|
[Date Prev][Date Next][Thread Prev][Thread Next][Date Index][Thread Index] [PATCH v2] arm/mm: Fix resource handling in xenmem_add_to_physmap_one
The current implementation of xenmem_add_to_physmap_one() does not check
for or remove existing mappings at the target GFN before inserting new
mappings. This can lead to pages not being properly freed (until domain
destruction) when replaced.
Add a proper old mapping detection and cleanup:
* Check for existing mappings at the target GFN before insertion
* For special pages: unmap without freeing (not owned by domain)
* For MMIO mappings: reject with -EPERM (questionable)
* For grant mappings: reject with -EPERM (cleanup not implemented in
p2m_put_l3_page)
* For RAM and foreign mappings: properly remove via guest_remove_page()
* Optimize same-MFN remapping: detect and return early (no-op)

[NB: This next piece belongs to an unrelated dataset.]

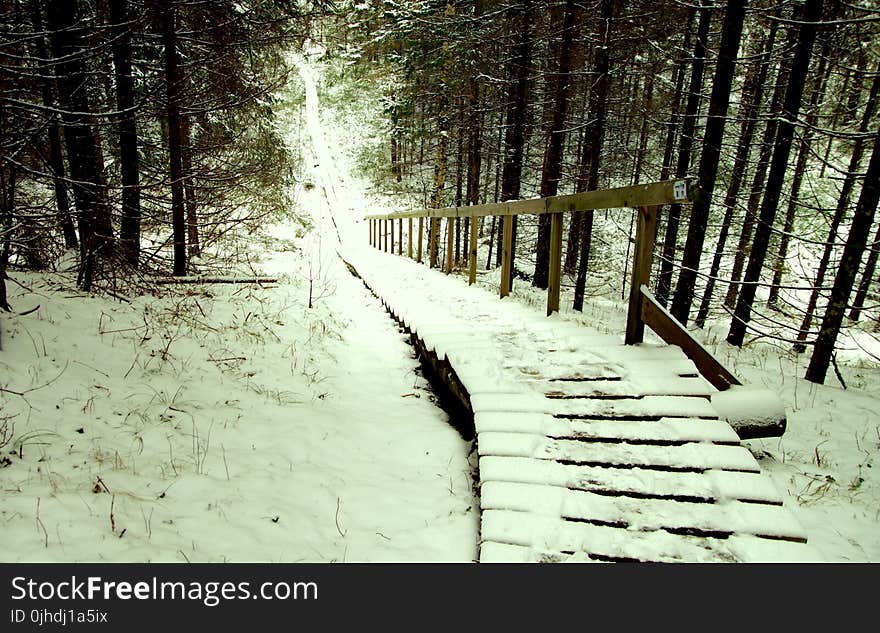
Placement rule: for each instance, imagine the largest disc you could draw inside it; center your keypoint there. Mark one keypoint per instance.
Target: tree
(853, 252)
(588, 179)
(779, 165)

Fix XENMAPSPACE_dev_mmio by inlining its permission check and logic
into the main switch statement, allowing it to go through the same cleanup
path as other mapping types. This removes the early return that bypassed
cleanup. The now-unused map_dev_mmio_page() function is removed.
Foreign mappings are allowed to be removed (matching x86 behavior) because
proper cleanup via p2m_put_foreign_page() is already implemented in
p2m_put_l3_page(). Grant mappings are rejected because cleanup is not yet
implemented.
Add new helpers p2m_is_grant() and p2m_is_mmio().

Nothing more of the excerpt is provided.